The implications of what I think Jane Alexander might be saying to us are enormous and take us back to the question of what the myths at the beginning of the book of Genesis mean to us today. To what extent are we like God, bearing God's image? To what extent are we like the rest of creation? Why does human society and community so easily go wrong? It is famously difficult to put your finger on the nature of original sin but fantastically difficult to develop a mature understanding of what it means to be human without it. My suggestion here is that original sin is to be found precisely in what seems a like a higher level of thought: dividing things into categories and then behaving as if the differences are more important than the commonalities.
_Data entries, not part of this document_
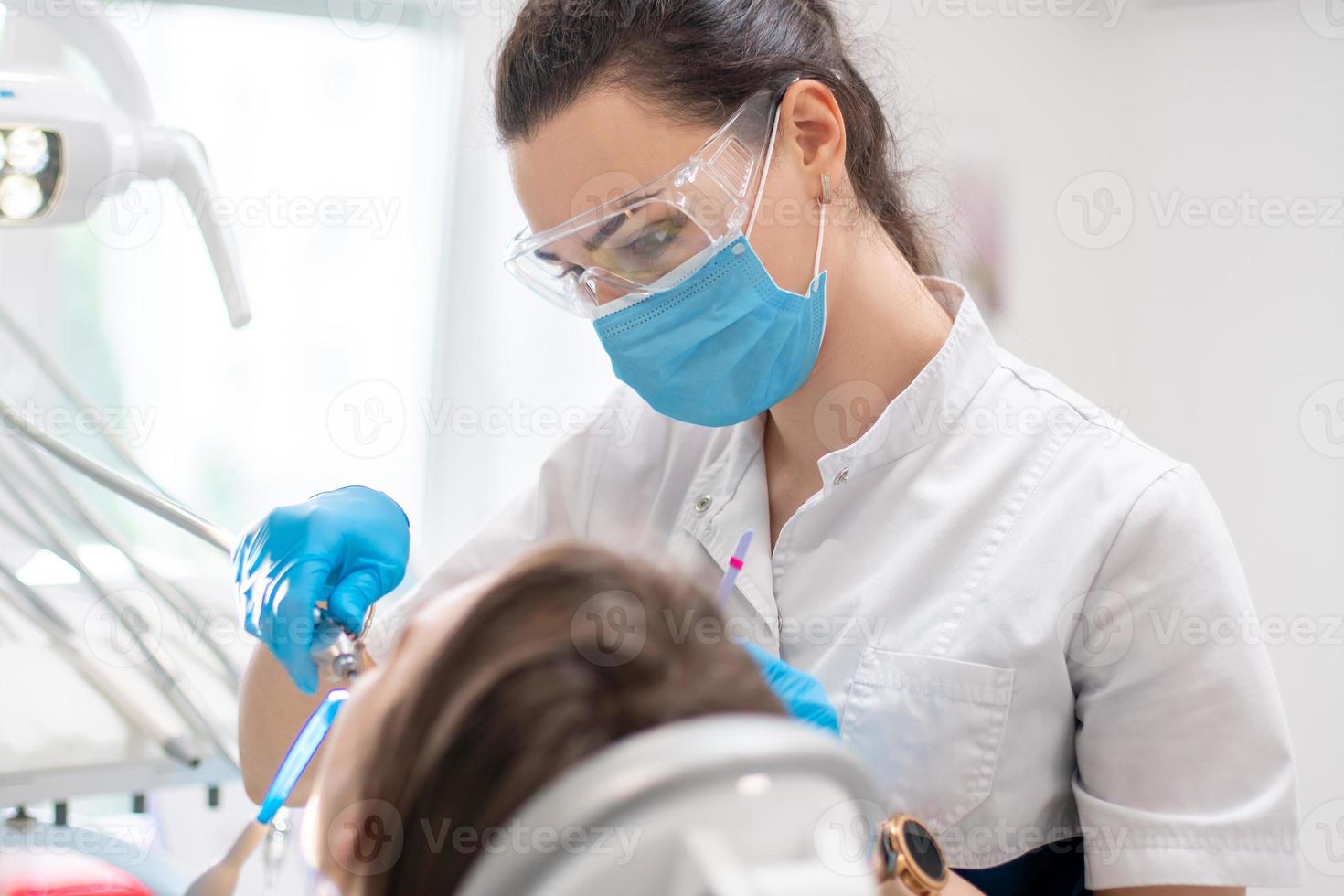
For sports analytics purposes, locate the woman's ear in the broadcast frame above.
[775,78,846,197]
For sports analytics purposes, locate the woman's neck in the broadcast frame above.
[764,229,952,480]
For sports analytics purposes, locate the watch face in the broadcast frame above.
[901,818,947,881]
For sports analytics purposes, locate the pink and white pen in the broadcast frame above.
[719,529,752,607]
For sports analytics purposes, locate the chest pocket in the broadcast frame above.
[840,647,1013,833]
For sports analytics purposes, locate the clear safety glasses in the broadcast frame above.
[504,81,783,318]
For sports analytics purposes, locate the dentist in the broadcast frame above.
[237,0,1299,896]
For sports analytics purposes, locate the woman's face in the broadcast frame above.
[509,82,817,308]
[303,575,497,892]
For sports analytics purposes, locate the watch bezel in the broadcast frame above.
[881,814,952,893]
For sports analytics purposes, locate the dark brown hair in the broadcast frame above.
[360,544,784,895]
[495,0,937,274]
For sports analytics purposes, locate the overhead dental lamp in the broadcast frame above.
[0,0,251,326]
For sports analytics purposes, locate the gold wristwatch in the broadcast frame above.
[878,816,947,896]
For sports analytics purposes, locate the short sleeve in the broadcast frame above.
[364,416,610,662]
[1069,466,1301,890]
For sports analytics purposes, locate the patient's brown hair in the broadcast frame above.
[360,544,784,895]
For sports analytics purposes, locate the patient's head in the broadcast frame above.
[315,546,784,896]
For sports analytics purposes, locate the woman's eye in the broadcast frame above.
[621,218,683,262]
[555,264,583,280]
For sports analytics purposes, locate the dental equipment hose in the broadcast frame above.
[0,398,238,553]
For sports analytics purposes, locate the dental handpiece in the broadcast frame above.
[312,607,364,684]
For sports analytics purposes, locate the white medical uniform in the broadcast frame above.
[379,278,1299,888]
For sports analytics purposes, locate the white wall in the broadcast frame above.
[425,0,1344,896]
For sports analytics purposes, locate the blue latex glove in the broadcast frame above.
[234,485,410,693]
[741,642,840,735]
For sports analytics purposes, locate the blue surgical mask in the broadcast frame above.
[594,167,827,426]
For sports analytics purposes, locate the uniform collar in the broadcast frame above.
[817,277,997,490]
[681,277,997,621]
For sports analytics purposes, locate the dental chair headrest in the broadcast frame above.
[457,715,883,896]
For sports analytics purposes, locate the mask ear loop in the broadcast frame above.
[743,108,833,288]
[812,171,833,283]
[743,106,780,240]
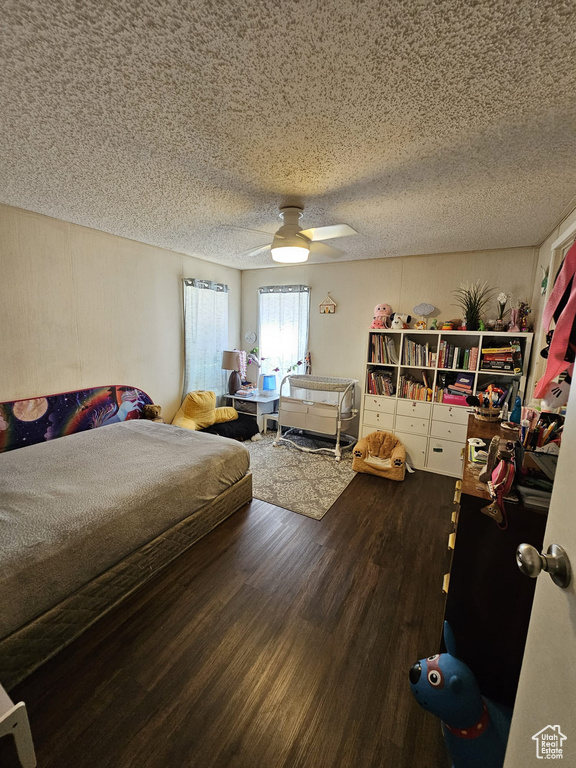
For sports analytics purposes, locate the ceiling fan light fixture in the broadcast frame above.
[271,245,310,264]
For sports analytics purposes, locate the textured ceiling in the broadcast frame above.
[0,0,576,269]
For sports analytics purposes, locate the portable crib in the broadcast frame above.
[274,374,358,461]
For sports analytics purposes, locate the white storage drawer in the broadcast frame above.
[430,421,468,444]
[364,395,396,413]
[396,416,429,435]
[364,411,394,429]
[432,404,470,425]
[426,437,464,477]
[396,398,432,419]
[394,430,428,468]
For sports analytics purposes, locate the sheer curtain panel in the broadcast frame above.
[182,278,229,397]
[258,285,310,376]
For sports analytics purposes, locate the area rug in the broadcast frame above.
[244,433,356,520]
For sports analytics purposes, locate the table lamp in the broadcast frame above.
[222,350,242,395]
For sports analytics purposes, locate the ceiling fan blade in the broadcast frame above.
[241,243,272,256]
[220,224,274,236]
[300,224,358,242]
[310,243,343,259]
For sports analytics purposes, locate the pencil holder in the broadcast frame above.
[474,407,501,421]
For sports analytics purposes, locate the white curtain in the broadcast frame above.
[258,285,310,376]
[182,278,230,397]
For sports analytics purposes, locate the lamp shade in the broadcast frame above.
[222,351,240,371]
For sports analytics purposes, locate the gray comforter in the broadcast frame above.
[0,421,249,638]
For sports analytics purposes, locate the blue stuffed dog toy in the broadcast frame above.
[409,621,510,768]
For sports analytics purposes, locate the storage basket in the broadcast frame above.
[474,407,501,421]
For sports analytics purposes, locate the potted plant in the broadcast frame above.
[494,291,510,331]
[452,281,494,331]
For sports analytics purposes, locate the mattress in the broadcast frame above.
[0,421,249,637]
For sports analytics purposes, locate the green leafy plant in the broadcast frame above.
[452,280,494,331]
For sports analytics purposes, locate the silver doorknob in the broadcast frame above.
[516,544,572,589]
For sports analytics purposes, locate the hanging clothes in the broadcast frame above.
[534,242,576,398]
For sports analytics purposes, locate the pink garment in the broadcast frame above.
[534,242,576,398]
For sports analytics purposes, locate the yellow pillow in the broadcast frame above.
[172,390,238,429]
[214,405,238,424]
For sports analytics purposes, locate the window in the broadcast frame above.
[258,285,310,376]
[182,278,230,396]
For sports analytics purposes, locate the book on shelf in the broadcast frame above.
[367,371,396,397]
[403,339,434,368]
[438,339,478,371]
[369,333,398,365]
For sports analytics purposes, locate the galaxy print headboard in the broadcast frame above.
[0,385,152,452]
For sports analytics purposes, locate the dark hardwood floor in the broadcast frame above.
[5,472,454,768]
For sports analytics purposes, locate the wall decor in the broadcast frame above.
[320,291,336,315]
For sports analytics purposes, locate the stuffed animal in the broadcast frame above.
[370,304,392,328]
[409,621,511,768]
[172,390,238,429]
[390,312,412,330]
[142,405,164,424]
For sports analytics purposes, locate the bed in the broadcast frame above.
[274,374,358,461]
[0,393,252,690]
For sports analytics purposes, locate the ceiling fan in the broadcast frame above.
[238,206,358,264]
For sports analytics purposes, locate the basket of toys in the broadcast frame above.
[474,384,504,421]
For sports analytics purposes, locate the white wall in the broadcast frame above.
[242,248,538,388]
[0,205,241,420]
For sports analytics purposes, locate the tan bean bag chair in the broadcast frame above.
[172,390,238,429]
[352,432,406,480]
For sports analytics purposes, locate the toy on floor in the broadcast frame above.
[370,304,392,328]
[412,301,434,331]
[172,390,238,430]
[409,621,511,768]
[352,431,406,480]
[390,312,412,330]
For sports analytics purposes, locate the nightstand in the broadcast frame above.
[224,392,278,432]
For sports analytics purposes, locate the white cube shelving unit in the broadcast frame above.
[360,328,533,477]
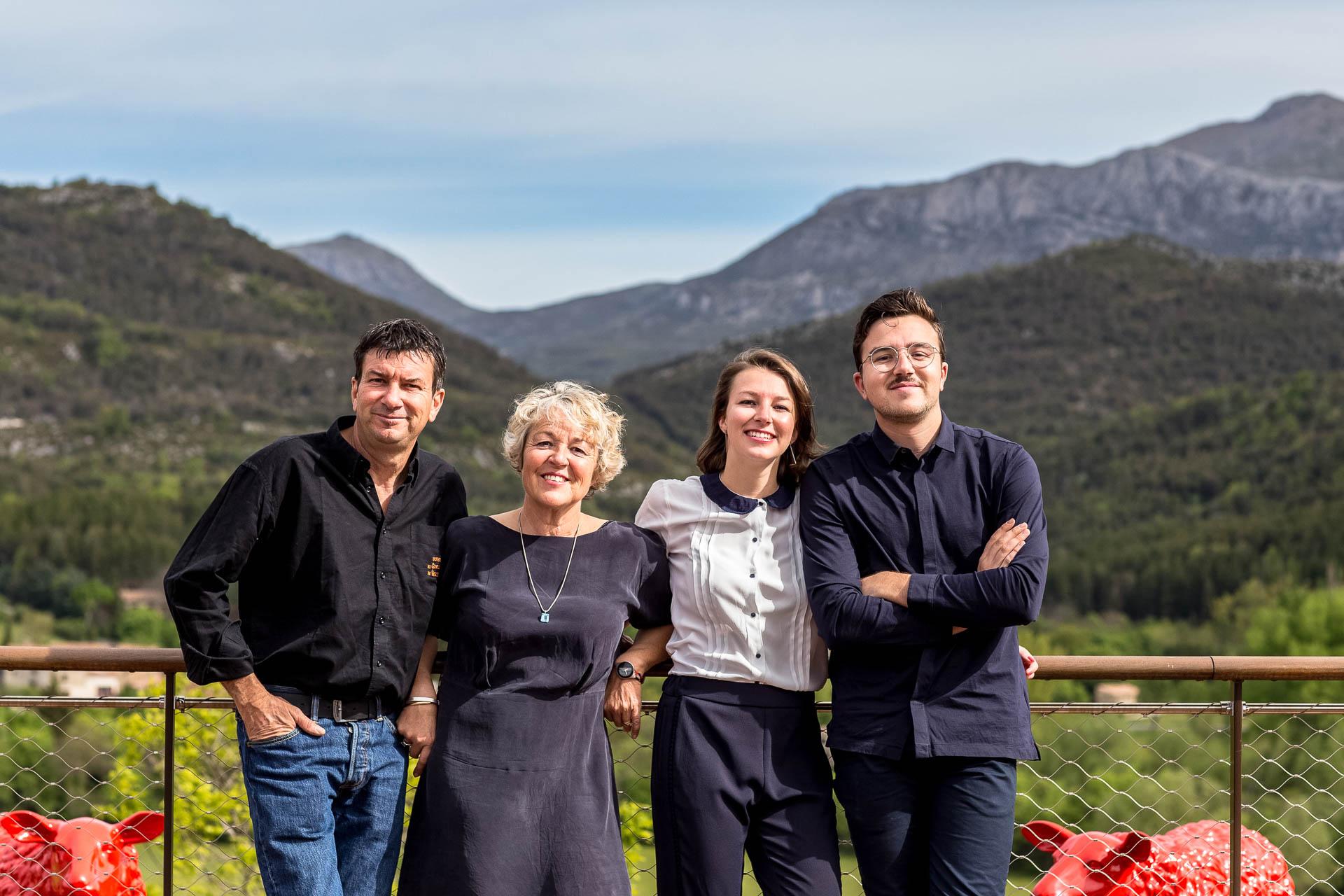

One last word, it is often said that regimes like apartheid dehumanise people. I hope that this analysis of original sin allows us to see that it is impossible to dehumanise anyone other than yourself. It is by squeezing Gods seamless creation in the categories of the human mind that we sin against the Spirit of the creator and redeemer and sanctifier of all. There is dehumanisation in this. But it is the dehumanisation of the powerful not the powerless. For dehumanisation involves becoming captive to our own sinfulness, our own categorising, our own judging. Or, as Jesus said, ‘do not judge, so that you may not be judged. For with the judgement that you make you will be judged. (Matthew 7.1&2.)
If Jane Alexander's exhibition suggests that the apartheid of the mind is our original sin, it will have been a great blessing to us this Lent.